Гуннстейн и Рагнвальд нахмурились ещё больше, но спорить не могли. Аргумент, что называется, убийственный.

— Бранд прав, — сказал Кнут. — Нас и так здесь кое-как терпят.

Восточная Англия тоже изрядно пострадала от набегов, и единственное, что защищало это королевство от викингов сейчас — только его нищета. Пока имелись более лакомые цели, Восточную Англию старались не трогать.

И местные старались не трогать нас, прекрасно понимая, что даже полтора десятка викингов могут натворить дел. Хотя в спину регулярно летели проклятия и жесты, отгоняющие зло.

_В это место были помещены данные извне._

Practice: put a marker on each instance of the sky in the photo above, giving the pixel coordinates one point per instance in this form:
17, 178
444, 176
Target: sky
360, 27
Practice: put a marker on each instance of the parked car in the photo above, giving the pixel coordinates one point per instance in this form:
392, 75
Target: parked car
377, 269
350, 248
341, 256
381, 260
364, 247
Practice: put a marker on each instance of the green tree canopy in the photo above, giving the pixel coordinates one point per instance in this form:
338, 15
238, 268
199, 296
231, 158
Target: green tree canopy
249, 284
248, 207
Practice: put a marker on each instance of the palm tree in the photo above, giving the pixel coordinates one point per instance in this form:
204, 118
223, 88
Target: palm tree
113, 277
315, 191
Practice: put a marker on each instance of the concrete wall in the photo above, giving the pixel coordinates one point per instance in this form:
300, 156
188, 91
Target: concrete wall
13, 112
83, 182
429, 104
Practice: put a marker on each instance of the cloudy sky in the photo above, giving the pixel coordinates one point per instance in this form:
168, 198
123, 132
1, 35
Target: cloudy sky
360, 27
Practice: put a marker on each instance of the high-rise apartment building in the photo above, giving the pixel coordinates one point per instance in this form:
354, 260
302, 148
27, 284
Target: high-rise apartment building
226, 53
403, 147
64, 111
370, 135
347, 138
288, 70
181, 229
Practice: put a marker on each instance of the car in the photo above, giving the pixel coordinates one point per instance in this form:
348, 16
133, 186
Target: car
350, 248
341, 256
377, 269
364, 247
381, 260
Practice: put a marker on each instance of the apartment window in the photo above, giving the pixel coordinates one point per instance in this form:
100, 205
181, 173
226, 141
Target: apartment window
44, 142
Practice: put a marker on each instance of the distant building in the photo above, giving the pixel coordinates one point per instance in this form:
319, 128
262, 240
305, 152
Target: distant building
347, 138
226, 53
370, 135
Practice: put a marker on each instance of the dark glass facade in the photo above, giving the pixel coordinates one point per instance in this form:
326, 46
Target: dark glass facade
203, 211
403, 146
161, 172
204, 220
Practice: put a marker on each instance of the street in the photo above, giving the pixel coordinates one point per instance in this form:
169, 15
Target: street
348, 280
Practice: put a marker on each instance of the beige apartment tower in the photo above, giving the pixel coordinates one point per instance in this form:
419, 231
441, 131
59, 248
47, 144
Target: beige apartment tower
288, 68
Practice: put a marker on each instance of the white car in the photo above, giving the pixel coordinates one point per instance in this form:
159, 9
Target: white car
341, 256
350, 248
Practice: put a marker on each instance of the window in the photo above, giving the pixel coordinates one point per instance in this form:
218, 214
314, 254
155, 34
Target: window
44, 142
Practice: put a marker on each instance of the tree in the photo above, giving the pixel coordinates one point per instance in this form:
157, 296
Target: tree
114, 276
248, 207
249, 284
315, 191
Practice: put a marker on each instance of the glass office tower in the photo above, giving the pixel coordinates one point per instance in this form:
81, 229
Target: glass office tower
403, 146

— Тогда ступайте на рынок, купите там козу, — сварливо произнёс кормчий. — Торбьерн и Хромунд должны быть уже где-то там, покупают припасы в дорогу.

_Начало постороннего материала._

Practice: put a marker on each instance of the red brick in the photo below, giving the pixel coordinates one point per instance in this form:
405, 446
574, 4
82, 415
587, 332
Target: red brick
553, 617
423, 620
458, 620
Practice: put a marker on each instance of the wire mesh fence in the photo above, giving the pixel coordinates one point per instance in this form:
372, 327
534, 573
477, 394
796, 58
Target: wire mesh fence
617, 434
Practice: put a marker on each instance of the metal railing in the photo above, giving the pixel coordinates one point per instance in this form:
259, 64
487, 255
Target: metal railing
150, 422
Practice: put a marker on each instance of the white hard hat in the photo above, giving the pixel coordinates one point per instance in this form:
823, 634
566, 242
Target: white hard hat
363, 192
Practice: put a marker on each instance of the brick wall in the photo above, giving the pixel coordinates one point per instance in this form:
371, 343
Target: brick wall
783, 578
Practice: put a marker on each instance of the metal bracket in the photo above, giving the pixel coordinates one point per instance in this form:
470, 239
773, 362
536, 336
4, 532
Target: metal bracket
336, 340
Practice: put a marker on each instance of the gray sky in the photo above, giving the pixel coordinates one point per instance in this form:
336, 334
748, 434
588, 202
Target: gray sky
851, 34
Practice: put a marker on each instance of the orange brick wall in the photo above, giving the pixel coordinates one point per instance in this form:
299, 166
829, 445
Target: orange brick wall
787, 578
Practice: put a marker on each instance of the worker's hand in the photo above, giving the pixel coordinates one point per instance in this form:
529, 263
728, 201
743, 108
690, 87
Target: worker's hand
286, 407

— Кеолвульф, пошли, — сказал я, и пленный сакс засеменил следом.

По мнению большинства, я обращался со своим рабом чересчур гуманно, но и Кеолвульф благоразумно не принимал это за проявление слабости, я держался с ним так, как лютый старый взводник держится с новым призывом срочников, строго, но справедливо. Рабов, или трэллей, как их называли на севере, тут в чёрном теле никто не держал и плетьми на конюшне не запарывал, в этом плане всё было гораздо либеральнее, чем в последующие годы.

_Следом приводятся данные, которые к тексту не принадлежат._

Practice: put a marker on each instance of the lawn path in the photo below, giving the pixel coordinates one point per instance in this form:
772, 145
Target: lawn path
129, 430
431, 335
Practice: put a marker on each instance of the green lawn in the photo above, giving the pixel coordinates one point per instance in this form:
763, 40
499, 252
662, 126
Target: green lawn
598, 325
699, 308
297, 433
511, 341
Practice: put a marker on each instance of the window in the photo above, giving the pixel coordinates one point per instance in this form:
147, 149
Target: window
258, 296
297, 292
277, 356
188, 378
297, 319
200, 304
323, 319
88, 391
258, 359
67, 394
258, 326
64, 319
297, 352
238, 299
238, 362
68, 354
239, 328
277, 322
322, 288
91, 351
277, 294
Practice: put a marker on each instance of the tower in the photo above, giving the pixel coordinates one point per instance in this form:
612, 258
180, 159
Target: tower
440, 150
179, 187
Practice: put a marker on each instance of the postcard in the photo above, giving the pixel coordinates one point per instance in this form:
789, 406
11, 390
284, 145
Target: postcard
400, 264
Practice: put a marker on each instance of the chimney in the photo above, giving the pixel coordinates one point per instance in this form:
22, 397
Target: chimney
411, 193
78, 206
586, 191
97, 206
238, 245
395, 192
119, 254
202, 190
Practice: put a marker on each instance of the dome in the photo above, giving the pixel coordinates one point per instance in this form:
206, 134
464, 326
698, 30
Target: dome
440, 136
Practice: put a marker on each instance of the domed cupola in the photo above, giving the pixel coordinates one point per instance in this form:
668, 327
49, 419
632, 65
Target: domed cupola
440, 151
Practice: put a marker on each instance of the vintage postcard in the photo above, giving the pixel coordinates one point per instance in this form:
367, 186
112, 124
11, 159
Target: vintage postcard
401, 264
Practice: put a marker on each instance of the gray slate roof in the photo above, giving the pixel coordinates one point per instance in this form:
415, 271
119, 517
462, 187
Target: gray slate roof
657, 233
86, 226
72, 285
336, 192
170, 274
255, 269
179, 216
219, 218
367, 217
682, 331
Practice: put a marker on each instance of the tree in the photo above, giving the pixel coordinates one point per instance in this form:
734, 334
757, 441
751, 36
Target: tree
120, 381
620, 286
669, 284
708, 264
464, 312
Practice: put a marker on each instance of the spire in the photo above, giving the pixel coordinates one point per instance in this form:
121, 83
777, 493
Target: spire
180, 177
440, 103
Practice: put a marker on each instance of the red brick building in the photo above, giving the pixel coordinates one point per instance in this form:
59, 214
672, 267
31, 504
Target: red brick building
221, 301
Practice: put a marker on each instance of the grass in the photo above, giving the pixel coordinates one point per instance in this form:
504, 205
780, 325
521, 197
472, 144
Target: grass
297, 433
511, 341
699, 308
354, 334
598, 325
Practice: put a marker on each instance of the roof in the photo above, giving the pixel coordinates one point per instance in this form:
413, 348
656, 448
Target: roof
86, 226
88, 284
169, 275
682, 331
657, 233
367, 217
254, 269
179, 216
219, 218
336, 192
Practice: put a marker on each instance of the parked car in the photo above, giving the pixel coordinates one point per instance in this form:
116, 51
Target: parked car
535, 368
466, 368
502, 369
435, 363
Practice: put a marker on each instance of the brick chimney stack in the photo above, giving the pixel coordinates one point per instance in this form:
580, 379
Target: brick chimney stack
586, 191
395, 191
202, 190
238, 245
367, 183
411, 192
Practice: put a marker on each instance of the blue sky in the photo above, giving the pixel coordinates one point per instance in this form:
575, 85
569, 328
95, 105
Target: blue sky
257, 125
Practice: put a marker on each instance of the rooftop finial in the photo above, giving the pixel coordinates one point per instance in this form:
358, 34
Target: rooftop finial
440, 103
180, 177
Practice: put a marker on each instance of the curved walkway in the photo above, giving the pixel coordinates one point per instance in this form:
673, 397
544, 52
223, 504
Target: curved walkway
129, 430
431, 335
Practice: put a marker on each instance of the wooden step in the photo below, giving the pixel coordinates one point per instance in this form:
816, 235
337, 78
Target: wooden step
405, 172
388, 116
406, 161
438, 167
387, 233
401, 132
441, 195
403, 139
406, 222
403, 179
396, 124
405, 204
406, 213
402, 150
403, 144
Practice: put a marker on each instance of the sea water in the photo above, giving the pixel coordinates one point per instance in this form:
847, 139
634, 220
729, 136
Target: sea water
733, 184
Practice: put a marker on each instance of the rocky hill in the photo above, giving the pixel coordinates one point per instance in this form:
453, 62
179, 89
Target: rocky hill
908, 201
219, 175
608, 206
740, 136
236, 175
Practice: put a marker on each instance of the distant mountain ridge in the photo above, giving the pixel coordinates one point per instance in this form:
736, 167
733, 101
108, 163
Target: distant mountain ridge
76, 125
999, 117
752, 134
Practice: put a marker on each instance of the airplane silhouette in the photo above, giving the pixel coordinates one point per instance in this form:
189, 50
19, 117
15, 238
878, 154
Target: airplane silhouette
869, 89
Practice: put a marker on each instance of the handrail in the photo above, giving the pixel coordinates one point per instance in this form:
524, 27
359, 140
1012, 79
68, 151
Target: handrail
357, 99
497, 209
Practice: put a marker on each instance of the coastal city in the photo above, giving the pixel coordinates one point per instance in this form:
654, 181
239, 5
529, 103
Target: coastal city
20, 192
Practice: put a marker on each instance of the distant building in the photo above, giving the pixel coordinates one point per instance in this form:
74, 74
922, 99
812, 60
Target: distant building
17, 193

Но всё же мне что-то подсказывало, что его старый господин обращался с ним гораздо хуже.

— Спасибо, господин, спасибо, храни вас Господь, — бормотал Кеолвульф, пока мы шагали к рыночной площади.

— Не думай, что я это сделал из христианского человеколюбия, — сказал я.

— И всё же вы добрый хозяин, господин Бранд, — чуть поразмыслив, сказал он. — Плохой не стал бы ссориться из-за раба со своими друзьями.

— Заткнись, — буркнул я.

Рыночная площадь Кембриджа чем-то напоминала мне уличные развалы времён ранних девяностых, с поправкой на эпоху. Люди торговали кто чем горазд, раскладывая товары и прямо на земле, и на самодельных прилавках, и в палатках. Повсюду гудели разговоры, доносились обрывки каких-то ничего не значащих фраз, иногда толпу рассекали люди в кожаных доспехах, следившие за порядком на рынке.